The percentage of Ordinary Shares beneficially owned by each Reporting Person is based on 198,143,753 Ordinary Shares issued and outstanding as of December 21, 2017, together with any Ordinary Shares issuable to such Reporting Person upon exercise of options or vesting of restricted shares within 60 days after December 21, 2017.

Item 5 (c) of the Original Filing is hereby amended and supplemented as follows:

Through a series of intra-group transfer and restructuring after February 27, 2017, Ordinary Shares held by Turbo Chance Limited, Wayford Enterprises Limited and E-House (China) Capital Investment Management Ltd. were transferred to High-Gold Worldwide Limited, which is wholly owned by Mr. Zhou, and E-House (China) Holdings Limited, which is a wholly-owned subsidiary of E-House Holdings. As of December 21, 2017, High-Gold Worldwide Limited and E-House (China) Holdings Limited directly held 19,853,538 and 48,677,321 Ordinary Shares, respectively.

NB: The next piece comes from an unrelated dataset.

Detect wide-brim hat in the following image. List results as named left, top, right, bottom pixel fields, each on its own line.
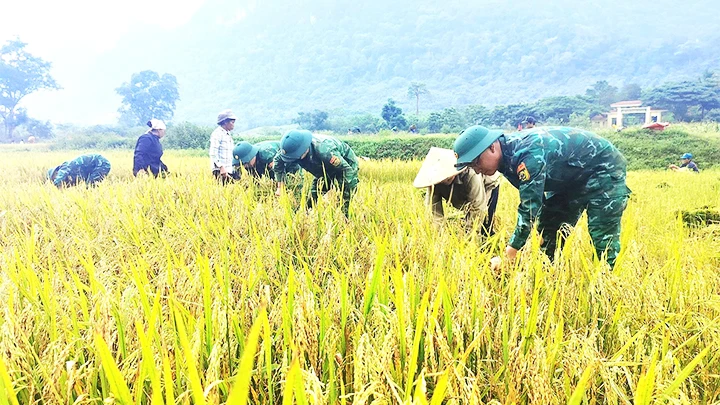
left=413, top=147, right=464, bottom=188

On December 21, 2017, Wayford Enterprises Limited, a wholly-owned entity of Mr. Zhou and the sole shareholder of High-Gold Worldwide Limited, entered into a share transfer agreement with a wholly-owned entity of Mr. Jianda Ni, the chief executive officer and chairman of the board of the Issuer, pursuant to which Wayford Enterprises Limited will transfer 100% of the issued and outstanding shares in High-Gold Worldwide Limited to Mr. Ni at an aggregate price of US$56,847,297. As a result, the beneficial ownership of the entire 19,853,538 Ordinary Shares held by High-Gold Worldwide Limited will be transferred to Mr. Ni at the closing of the foregoing share transfer. This summary description does not purport to be complete, and is qualified in its entirety by the Share Transfer Agreement dated December 21, 2017, a copy of which is filed to this Schedule 13D.

4

Item 6. Contracts, Arrangements, Understandings or Relationships with respect to Securities of the Issuer.

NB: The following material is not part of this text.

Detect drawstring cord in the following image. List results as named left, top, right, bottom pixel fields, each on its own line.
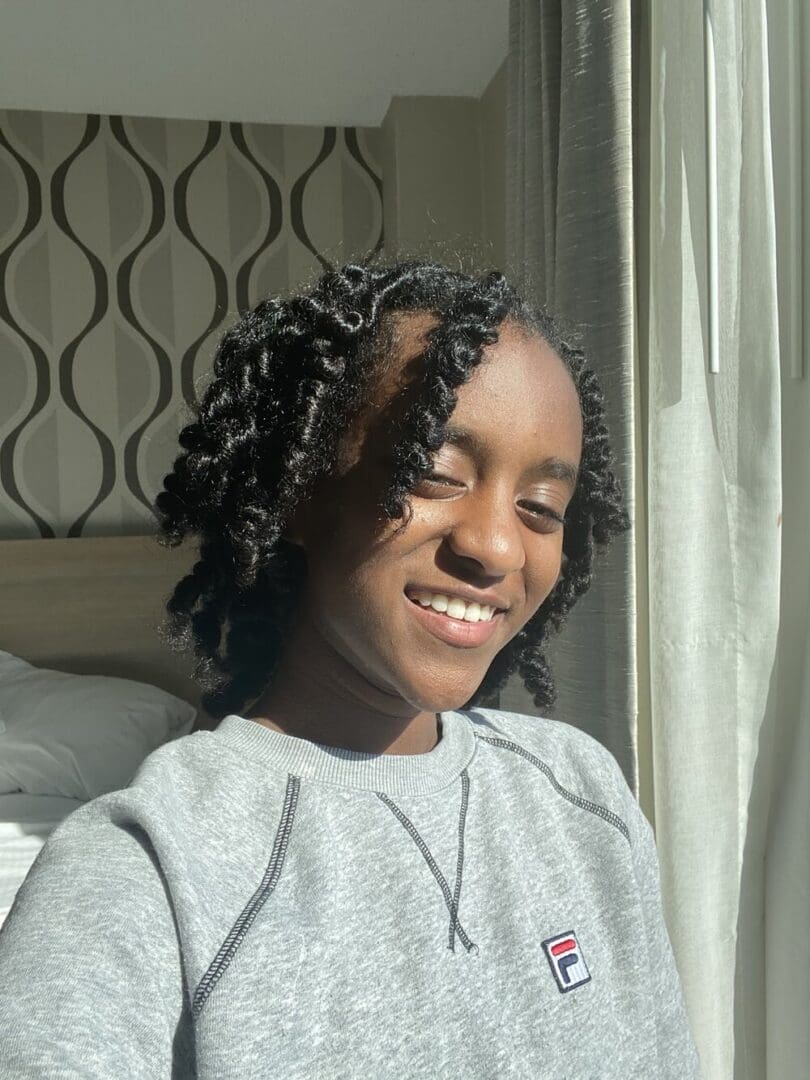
left=376, top=769, right=478, bottom=954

The information set forth in Item 5(c) of this Schedule 13D is hereby incorporated by reference in this Item 6.

Item 7. Material to be Filed as Exhibits.

Exhibit 7.01* Joint Filing Agreement by and between the Reporting Persons, dated August 22, 2016.

Exhibit 7.02 Share Transfer Agreement by and between Wayford Enterprises Limited and Fortune Altas Limited, dated December 21, 2017.

* Previously filed.

5

SIGNATURE

After reasonable inquiry and to the best of its knowledge and belief, each of the undersigned certifies that the information set forth in this statement is true, complete and correct.

Date: December 27, 2017

Xin Zhou

/s/ Xin Zhou

E-House Holdings Ltd.

By:

/s/ Xin Zhou

Name:

Xin Zhou

Title:

Director

6

SCHEDULE A-2

Ordinary Shares Beneficially Owned by the Directors and Executive Officers of E-House Holdings

Ordinary Shares Beneficially Owned

Directors and Executive Officers

Number

% (1)

Xin Zhou

48,752,321

24.6

%

Neil Nanpeng Shen

75,000

(2)

0.04

%

(1) For each person included in this table, the percentage of beneficial ownership is calculated based on (i) 198,143,753 Ordinary Shares outstanding as of December 21, 2017, and (ii) the number of Ordinary Shares issuable to such person upon exercise of options or vesting of restricted shares within 60 days after December 21, 2017.

(2) Include 75,000 Ordinary Shares issuable to Mr. Shen upon exercise of options or vesting of restricted shares within 60 days after December 21, 2017.